Articles 219 et 221 du Code criminel – Négligence criminelle causant des lésions corporelles

219 (1) Est coupable de négligence criminelle quiconque :

  1. soit en faisant quelque chose
  2. soit en omettant de faire quelque chose qu’il est de son devoir d’accomplir

montre une insouciance déréglée ou téméraire à l’égard de la vie ou de la sécurité d’autrui.

(2) Pour l’application du présent article, devoir désigne une obligation imposée par la loi.

221 Est coupable d’un acte criminel et passible d’un emprisonnement maximal de dix ans quiconque, par négligence criminelle, cause des lésions corporelles à autrui.

Article 249 du Code criminel – Conduite dangereuse

(1) Commet une infraction quiconque conduit, selon le cas :

  1. un véhicule à moteur d’une façon dangereuse pour le public, eu égard aux circonstances, y compris la nature et l’état du lieu, l’utilisation qui en est faite ainsi que l’intensité de la circulation à ce moment ou raisonnablement prévisible dans ce lieu; [...]

(3) Quiconque commet une infraction mentionnée au paragraphe (1) et cause ainsi des lésions corporelles à une autre personne est coupable d’un acte criminel et passible d’un emprisonnement maximal de dix ans.

Article 249.1 du Code criminel – Fuite de la police

249.1 (1) Commet une infraction quiconque, conduisant un véhicule à moteur alors qu’il est poursuivi par un agent de la paix conduisant un véhicule à moteur, omet, sans excuse raisonnable et dans le but de se soustraire, d’arrêter le véhicule dès que les circonstances le permettent.
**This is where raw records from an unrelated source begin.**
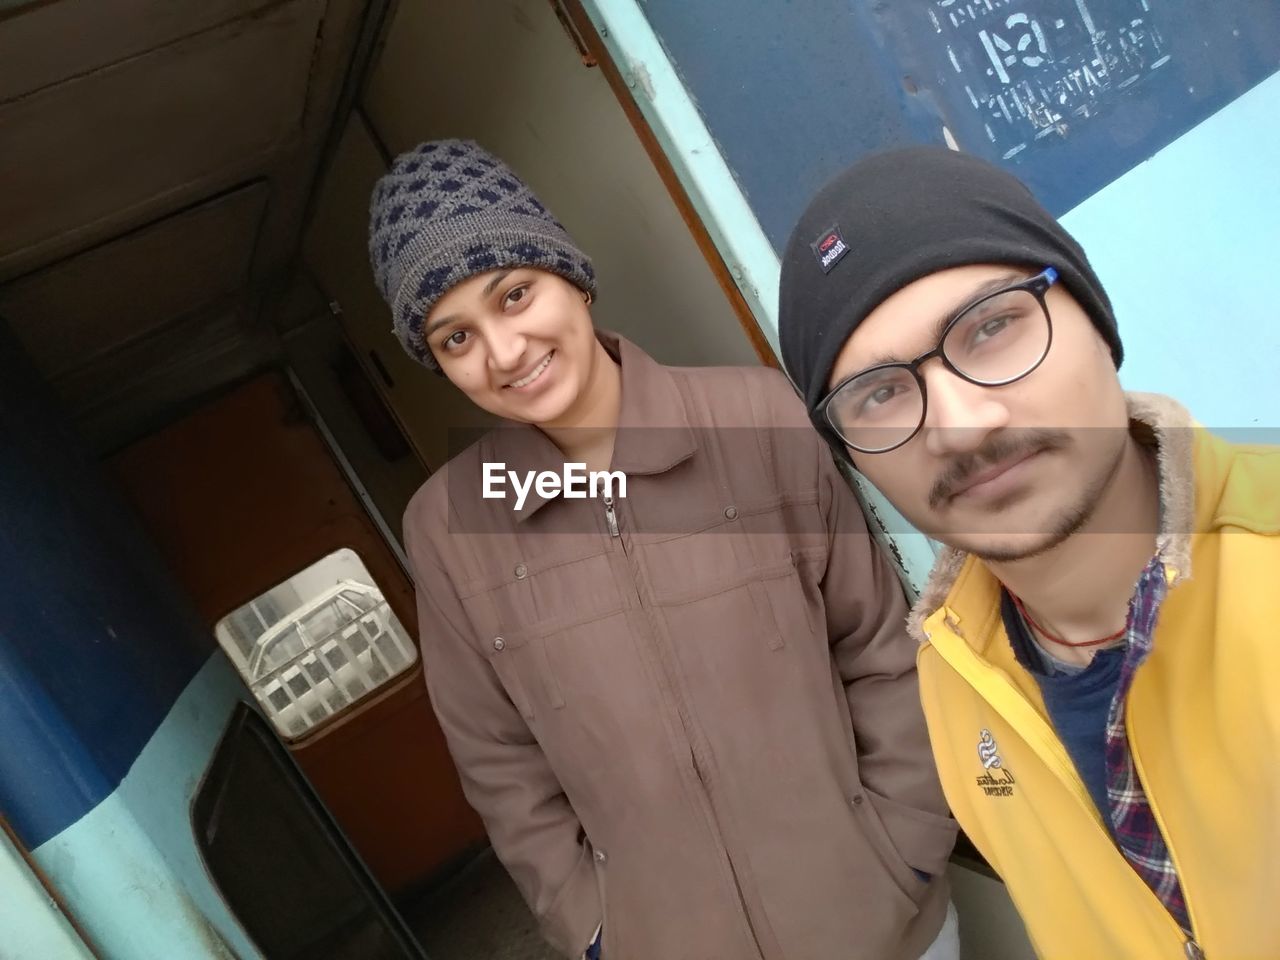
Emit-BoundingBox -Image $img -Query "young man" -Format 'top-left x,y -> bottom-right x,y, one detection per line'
778,145 -> 1279,959
368,140 -> 959,959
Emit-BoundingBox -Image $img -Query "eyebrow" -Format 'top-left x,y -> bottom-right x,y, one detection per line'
863,272 -> 1024,367
482,268 -> 515,298
423,269 -> 516,339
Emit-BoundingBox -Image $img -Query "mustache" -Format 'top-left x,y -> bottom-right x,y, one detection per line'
928,429 -> 1071,508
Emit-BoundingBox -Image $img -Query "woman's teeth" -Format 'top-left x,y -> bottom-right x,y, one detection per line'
509,351 -> 553,388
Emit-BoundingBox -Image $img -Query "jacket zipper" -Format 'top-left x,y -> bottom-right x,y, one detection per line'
1125,697 -> 1206,958
926,609 -> 1204,958
602,493 -> 764,955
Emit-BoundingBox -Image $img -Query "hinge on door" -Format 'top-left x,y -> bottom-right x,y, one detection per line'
549,0 -> 598,67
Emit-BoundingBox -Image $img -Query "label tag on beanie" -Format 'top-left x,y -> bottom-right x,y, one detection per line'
810,225 -> 849,274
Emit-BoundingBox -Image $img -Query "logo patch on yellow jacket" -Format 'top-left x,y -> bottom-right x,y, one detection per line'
976,729 -> 1017,797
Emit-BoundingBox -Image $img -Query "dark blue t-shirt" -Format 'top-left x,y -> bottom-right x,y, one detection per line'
1000,590 -> 1125,831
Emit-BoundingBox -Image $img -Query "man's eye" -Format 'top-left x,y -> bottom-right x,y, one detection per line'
858,383 -> 902,413
974,315 -> 1012,342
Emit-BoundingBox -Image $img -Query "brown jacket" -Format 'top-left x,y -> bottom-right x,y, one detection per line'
403,333 -> 956,960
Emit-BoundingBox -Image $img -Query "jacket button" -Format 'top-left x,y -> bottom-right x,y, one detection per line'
724,505 -> 738,520
851,795 -> 864,806
493,637 -> 506,652
514,562 -> 528,580
594,849 -> 607,863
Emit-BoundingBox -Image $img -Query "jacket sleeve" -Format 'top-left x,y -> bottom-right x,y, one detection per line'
816,444 -> 959,877
406,522 -> 601,958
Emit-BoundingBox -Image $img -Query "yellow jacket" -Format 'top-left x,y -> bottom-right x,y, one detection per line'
910,394 -> 1280,959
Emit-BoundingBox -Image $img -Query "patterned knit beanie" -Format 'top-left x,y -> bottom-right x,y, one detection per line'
368,139 -> 596,369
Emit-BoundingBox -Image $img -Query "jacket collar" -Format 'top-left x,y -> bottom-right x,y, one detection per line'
906,392 -> 1199,646
485,330 -> 697,522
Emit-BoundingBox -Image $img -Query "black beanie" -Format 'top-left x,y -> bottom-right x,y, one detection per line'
778,146 -> 1121,445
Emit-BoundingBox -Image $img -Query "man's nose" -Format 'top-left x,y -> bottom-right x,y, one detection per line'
920,363 -> 1011,459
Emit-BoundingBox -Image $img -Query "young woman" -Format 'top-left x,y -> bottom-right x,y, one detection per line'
368,139 -> 958,960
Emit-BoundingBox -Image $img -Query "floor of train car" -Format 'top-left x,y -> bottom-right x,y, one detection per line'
402,848 -> 557,960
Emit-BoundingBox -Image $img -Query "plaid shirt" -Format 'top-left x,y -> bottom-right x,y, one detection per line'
1105,556 -> 1192,933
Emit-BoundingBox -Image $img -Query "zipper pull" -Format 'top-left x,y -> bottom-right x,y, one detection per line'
1184,939 -> 1205,960
603,496 -> 619,537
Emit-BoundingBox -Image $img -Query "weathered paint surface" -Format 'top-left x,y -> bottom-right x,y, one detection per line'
32,656 -> 262,960
574,0 -> 783,357
0,828 -> 96,960
634,0 -> 1280,246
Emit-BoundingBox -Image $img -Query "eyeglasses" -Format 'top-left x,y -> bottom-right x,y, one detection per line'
817,267 -> 1059,454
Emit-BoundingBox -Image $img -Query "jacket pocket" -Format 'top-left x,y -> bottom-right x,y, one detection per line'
864,788 -> 958,878
647,534 -> 807,656
483,628 -> 540,722
745,579 -> 785,650
855,787 -> 953,904
761,554 -> 821,650
460,553 -> 623,720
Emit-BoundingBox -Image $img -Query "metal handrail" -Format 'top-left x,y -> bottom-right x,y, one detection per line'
247,599 -> 417,737
252,601 -> 384,683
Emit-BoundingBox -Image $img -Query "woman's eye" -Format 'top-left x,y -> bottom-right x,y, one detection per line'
503,284 -> 530,309
441,330 -> 469,351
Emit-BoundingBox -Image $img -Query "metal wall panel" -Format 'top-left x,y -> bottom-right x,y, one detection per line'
0,0 -> 322,274
0,183 -> 268,377
0,0 -> 280,102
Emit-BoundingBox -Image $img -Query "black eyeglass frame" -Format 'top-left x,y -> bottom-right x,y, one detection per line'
816,267 -> 1060,454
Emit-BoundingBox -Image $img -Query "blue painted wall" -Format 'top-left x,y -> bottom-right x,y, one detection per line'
641,0 -> 1280,248
1060,70 -> 1280,431
0,322 -> 210,846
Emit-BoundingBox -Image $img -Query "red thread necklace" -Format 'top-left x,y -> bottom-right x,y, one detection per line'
1009,593 -> 1128,649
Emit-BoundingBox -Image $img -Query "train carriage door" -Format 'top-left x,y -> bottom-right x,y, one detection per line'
109,372 -> 486,897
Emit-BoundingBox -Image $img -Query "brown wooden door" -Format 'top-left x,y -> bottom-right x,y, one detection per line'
109,372 -> 485,895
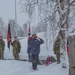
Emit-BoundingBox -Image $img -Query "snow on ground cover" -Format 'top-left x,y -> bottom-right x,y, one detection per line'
0,60 -> 69,75
27,63 -> 69,75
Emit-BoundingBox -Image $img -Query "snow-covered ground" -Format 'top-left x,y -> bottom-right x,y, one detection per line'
0,60 -> 68,75
0,32 -> 69,75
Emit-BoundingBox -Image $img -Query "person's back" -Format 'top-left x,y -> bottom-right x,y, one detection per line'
53,38 -> 60,64
11,36 -> 21,60
12,40 -> 21,52
53,39 -> 60,53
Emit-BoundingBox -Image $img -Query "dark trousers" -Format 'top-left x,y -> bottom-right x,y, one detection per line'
32,54 -> 38,70
0,49 -> 4,59
56,52 -> 60,64
28,54 -> 32,62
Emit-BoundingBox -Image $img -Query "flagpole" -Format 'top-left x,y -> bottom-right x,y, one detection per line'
15,0 -> 17,36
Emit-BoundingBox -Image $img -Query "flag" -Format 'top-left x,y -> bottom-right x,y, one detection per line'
7,23 -> 11,50
28,25 -> 31,41
66,40 -> 69,58
27,24 -> 32,62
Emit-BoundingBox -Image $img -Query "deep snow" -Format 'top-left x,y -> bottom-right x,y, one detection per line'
0,60 -> 68,75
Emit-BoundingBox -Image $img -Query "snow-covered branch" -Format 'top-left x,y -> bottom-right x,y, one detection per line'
70,0 -> 75,5
56,0 -> 63,18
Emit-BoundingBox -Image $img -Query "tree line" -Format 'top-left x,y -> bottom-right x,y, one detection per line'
0,18 -> 25,38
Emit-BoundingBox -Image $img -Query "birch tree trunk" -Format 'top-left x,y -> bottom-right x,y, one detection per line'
56,0 -> 70,68
68,35 -> 75,75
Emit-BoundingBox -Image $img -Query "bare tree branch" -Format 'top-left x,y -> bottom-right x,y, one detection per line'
70,0 -> 75,5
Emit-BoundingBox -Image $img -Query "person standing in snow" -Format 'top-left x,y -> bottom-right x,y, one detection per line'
11,36 -> 21,60
53,37 -> 60,64
29,34 -> 44,70
0,36 -> 5,59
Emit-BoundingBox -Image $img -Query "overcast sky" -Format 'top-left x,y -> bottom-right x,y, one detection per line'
0,0 -> 27,27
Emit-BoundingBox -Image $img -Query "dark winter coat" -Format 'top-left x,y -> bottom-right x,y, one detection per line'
29,38 -> 44,55
27,37 -> 33,54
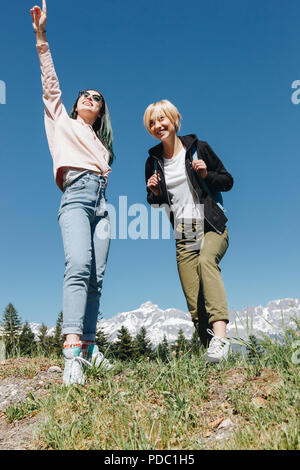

(2) Quiconque commet une infraction mentionnée au paragraphe (1) est coupable :

  1. soit d’un acte criminel passible d’un emprisonnement maximal de cinq ans
  2. soit d’une infraction punissable sur déclaration de culpabilité par procédure

(3) Commet une infraction quiconque cause des lésions corporelles à une autre personne ou la mort d’une autre personne en conduisant un véhicule à moteur de la façon visée à l’alinéa 249(1)a) dans le cas où il est poursuivi par un agent de la paix conduisant un véhicule à moteur et, sans excuse raisonnable et dans le but de fuir, omet d’arrêter son véhicule dès que les circonstances le permettent.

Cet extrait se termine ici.